No! Henry’s Law is ONLY applicable to chemical interactions. It says nothing whatsoever about biological responses. The biosphere is a major part of the carbon cycle on land and in the oceans. “””””
I can’t read his mind; but I suspect that a point that Richard is making here, is that “Henry’s Law”
(I’m not a Chemist, so I don’t know.) is a law relating to a system in equilibrium . And I’m with Richard, in believing that the ocean chemistry is likely never in equilibrium, and that biological activity, and variation is just one reason why it never can be.
There iws also that slightly inconvenient factoid, that ocean currents are at most a few knots, while atmospheric wind speeds, can be orders of magnitude higher, so the atmosphere, and the ocean surface, don’t even remain in contact for large scale equilibrium per Henry’s law to establish.

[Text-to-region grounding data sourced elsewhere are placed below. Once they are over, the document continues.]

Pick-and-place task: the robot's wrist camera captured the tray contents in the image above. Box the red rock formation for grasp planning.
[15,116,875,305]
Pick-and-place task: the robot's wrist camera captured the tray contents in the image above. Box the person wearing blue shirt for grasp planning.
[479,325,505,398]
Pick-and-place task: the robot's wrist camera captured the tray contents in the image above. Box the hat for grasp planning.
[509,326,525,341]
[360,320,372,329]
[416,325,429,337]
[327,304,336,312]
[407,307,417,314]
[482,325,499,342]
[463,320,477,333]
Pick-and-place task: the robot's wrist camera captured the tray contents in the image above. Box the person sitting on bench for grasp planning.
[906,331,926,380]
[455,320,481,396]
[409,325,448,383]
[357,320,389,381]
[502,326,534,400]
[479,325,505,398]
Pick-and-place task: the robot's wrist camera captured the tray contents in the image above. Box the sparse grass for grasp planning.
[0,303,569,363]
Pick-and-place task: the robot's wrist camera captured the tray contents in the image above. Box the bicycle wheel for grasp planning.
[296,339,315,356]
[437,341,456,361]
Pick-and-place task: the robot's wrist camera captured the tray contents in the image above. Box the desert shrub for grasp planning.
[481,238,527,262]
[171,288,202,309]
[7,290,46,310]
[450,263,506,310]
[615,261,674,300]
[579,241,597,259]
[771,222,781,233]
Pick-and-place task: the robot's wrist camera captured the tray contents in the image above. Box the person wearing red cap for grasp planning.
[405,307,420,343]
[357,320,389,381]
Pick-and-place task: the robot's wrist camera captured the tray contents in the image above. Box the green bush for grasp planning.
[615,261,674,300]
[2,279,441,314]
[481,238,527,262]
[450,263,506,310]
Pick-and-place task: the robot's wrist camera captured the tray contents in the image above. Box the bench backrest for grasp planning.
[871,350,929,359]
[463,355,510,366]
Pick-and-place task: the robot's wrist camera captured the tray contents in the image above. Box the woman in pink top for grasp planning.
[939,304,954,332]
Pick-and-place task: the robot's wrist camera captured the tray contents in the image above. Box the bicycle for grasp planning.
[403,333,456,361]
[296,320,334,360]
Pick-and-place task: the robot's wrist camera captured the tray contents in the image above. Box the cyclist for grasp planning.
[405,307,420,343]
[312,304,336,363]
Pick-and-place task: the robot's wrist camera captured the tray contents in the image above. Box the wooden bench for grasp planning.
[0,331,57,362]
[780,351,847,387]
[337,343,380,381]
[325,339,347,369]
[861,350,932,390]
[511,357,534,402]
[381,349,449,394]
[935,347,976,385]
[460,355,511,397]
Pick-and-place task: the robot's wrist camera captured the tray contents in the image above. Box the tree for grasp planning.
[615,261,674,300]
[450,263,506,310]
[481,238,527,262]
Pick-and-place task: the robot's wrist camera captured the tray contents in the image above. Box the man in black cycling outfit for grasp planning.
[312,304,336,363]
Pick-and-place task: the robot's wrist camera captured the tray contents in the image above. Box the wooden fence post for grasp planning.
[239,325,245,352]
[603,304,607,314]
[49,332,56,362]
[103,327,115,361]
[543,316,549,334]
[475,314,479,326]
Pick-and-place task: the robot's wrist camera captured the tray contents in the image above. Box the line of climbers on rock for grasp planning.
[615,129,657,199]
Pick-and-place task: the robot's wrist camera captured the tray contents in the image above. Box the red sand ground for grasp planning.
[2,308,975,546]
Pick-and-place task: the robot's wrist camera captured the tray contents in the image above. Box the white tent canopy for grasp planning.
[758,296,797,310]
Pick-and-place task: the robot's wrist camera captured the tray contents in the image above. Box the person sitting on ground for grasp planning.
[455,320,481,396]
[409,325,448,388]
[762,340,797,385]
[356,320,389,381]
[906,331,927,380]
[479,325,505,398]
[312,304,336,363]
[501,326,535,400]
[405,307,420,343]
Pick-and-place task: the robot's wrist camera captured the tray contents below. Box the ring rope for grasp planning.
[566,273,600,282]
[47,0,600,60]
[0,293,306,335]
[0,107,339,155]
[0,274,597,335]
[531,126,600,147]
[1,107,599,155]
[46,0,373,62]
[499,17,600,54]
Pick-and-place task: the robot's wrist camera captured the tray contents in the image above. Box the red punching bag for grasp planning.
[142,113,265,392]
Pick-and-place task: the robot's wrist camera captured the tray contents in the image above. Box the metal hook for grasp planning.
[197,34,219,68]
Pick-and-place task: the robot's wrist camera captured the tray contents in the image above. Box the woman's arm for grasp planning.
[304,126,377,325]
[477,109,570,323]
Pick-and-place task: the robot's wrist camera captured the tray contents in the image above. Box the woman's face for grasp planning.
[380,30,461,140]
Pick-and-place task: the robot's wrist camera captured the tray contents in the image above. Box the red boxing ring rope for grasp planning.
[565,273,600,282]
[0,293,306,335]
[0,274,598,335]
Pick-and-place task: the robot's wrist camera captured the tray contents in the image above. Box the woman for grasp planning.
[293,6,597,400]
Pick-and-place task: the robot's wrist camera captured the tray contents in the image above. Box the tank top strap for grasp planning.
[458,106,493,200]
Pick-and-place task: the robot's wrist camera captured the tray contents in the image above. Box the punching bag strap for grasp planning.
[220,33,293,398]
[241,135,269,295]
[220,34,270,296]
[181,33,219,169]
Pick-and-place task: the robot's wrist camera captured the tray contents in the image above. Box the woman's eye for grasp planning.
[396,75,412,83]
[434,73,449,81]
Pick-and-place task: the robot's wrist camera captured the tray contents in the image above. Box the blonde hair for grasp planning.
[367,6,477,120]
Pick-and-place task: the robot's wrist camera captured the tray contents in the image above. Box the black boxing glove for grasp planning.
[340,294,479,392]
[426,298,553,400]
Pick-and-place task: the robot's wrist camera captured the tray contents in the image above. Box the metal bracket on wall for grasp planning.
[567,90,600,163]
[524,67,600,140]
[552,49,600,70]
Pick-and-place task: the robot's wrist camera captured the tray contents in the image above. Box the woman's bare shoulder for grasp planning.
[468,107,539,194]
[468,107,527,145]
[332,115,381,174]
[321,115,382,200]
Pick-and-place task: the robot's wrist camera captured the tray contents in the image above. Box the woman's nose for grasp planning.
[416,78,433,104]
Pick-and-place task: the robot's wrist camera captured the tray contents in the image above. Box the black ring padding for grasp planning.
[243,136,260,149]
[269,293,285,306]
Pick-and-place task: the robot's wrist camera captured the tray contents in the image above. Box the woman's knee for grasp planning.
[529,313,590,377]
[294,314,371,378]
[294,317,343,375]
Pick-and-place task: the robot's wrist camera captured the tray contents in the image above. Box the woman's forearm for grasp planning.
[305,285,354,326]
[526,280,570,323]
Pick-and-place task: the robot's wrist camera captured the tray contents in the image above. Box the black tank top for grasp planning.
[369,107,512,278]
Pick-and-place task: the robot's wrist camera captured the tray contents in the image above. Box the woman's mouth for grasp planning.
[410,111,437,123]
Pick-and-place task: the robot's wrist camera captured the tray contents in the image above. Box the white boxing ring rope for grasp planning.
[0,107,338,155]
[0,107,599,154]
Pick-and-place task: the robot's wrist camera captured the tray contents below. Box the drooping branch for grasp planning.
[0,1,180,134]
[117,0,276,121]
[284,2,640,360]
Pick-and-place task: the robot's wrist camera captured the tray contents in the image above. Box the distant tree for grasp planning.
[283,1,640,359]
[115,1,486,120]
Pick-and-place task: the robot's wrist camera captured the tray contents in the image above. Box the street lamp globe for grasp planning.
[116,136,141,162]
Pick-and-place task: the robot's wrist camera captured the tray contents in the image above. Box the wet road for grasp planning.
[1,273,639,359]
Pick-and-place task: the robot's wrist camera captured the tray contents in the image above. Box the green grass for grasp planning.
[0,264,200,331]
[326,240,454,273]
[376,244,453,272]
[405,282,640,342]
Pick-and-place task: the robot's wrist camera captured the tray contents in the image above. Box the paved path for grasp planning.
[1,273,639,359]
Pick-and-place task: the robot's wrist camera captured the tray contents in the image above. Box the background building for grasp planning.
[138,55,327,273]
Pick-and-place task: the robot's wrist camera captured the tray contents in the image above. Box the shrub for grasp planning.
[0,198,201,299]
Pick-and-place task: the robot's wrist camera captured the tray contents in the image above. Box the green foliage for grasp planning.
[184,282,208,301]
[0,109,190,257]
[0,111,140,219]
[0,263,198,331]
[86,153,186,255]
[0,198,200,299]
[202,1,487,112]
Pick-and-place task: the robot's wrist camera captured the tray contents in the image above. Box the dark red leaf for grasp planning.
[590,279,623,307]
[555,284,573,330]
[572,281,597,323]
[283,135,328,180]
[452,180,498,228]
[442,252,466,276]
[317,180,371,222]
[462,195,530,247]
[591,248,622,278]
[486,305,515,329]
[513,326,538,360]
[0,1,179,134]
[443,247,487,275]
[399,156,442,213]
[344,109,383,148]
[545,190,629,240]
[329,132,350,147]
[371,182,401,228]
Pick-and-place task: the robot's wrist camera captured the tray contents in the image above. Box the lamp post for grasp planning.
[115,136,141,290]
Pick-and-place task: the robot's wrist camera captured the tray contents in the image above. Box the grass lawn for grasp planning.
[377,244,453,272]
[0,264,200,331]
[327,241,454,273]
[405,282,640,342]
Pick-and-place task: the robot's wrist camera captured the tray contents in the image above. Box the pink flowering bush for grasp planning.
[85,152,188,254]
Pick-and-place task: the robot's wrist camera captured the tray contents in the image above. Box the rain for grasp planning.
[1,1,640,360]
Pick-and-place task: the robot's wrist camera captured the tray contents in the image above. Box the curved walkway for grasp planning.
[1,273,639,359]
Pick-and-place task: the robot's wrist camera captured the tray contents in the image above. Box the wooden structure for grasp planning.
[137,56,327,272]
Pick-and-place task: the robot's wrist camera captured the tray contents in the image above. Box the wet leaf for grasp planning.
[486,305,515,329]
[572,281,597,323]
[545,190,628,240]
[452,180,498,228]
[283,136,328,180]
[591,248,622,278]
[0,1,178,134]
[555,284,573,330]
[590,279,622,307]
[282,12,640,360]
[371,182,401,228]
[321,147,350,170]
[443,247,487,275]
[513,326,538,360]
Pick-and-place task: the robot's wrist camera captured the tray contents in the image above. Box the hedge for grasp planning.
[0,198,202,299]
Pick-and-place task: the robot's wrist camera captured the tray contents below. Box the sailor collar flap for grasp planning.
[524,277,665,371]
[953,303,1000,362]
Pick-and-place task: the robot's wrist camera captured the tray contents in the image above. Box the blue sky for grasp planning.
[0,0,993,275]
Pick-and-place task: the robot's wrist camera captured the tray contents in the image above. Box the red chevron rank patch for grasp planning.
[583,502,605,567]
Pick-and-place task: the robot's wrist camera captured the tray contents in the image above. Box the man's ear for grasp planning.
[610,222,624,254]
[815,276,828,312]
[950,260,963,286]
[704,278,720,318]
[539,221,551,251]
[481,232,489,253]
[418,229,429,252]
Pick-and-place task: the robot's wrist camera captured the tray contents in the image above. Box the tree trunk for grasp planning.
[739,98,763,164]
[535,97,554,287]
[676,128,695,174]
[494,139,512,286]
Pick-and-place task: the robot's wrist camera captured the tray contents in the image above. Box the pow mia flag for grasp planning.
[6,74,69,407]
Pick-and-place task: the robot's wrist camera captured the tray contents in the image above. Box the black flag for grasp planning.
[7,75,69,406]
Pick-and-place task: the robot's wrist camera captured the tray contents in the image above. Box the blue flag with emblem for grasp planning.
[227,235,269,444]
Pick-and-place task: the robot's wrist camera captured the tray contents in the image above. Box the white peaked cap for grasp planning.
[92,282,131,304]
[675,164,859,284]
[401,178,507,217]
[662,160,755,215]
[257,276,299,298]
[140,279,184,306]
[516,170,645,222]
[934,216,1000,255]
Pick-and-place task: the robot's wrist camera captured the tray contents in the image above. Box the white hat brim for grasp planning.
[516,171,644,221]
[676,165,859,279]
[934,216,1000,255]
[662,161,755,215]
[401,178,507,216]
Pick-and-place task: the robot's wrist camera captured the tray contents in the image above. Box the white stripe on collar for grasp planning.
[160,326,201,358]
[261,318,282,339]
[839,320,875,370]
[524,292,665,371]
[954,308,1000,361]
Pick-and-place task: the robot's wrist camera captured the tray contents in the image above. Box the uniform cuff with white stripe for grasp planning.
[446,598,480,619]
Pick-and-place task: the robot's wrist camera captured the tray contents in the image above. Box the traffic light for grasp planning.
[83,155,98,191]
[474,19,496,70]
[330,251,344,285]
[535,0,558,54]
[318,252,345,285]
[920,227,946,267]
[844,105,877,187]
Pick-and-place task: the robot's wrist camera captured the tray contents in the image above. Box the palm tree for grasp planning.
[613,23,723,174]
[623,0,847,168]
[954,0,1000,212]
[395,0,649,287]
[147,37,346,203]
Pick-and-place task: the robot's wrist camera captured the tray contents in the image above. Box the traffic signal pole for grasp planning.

As John Christy et al reported in 2001, the oceanic surface water Temperatures, and the lower troposphere air Temperatures, are not even in equilibrium; they aren’t even correlated, which is why most of the historic record data of oceanic Temperatures deduced from surface water Temperatures, is simply bogus; the water Temperatures and the air Temperatures are’t the same, so I suspect that something more elaborate than Henry’s Law is necessary to deduce CO2 partitioning between the two media, is required..
None of which is intended to put words in Richard’s mouth; just my observations of what I read between his lines.